Vor wenigen Tagen stellte Elvind Kolding eine erstaunliche Rechnung auf. Jeder Container, den seine Schiffe über die Meere schipperten, bringe derzeit keinen Gewinn, sondern 1000 Euro Verlust, klagte der Chef der größten Reederei der Welt, Maersk. Stimmt das, wäre das ein millionenteures Geschäft: Mehr als 500 Schiffe fahren jeden Tag im Auftrag der Reederei Zehntausende Container um die Welt.

Die Rechnung mag übertrieben sein. Und doch steht fest: Die anstehende Weltrezession wird die Schifffahrtsbranche schwer treffen. Jahrelang profitierten Reeder, Werften und Häfen vom Boom der Weltwirtschaft. Mit deren Wachstum stieg auch die Zahl der Güter, die über die Meere verschifft wurden – im Durchschnitt der vergangenen Jahre um bis zu zehn Prozent. Jetzt bricht die Weltwirtschaft ein und die Güterströme fließen nicht mehr im gleichen Tempo wie bisher. "Die Lage ist problematisch", warnt deshalb Max Johns, Sprecher des Verbands der Deutschen Reeder, der 250 Unternehmen vertritt.

Mit Sorge blickt die Branche vor allem auf die Transportpreise, die sich im Sinkflug befinden. Der Harper-Peterson-Index , der misst, wie viel Dollar die Reeder für den Transport von Handys, Spielwaren und Pullovern bekommen, sank seit Beginn des Jahres um die Hälfte. Zu den jetzigen Preisen ist für viele Firmen der Containertransport nicht mehr kostendeckend. Branchenexperten schätzen, dass derzeit kaum ein Reeder Gewinne erwirtschaftet – von der Stilllegung ganzer Routen ist die Rede, seit der Wachstumsmotor nicht mehr so läuft wie bisher.

Doch wäre es vorschnell, der Wirtschaftskrise hierfür die alleinige Schuld zu geben.

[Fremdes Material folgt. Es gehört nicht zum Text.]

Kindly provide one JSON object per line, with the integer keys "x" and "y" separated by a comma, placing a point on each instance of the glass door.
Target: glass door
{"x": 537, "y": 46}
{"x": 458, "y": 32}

Denn die Preise sinken nicht nur, weil die Nachfrage nach dem Transport von Gütern zurückgeht – im Gegenteil: Diese wächst weiter, nur langsamer als bislang.

Vielmehr hat die Branche in den vergangenen Jahren, in denen der weltweite Containerumschlag jährlich um bis zu zehn Prozent zulegte, kräftig Schiffe bestellt. Die kommen nun nach und nach auf den Markt. Mehr Transportmöglichkeiten bedeuten aber auch mehr Konkurrenz – und das drückt die Preise. "Schon vor der Finanzkrise haben die Unternehmen zu viel bestellt", sagt Lemper. "Nun trifft sie die Krise hart."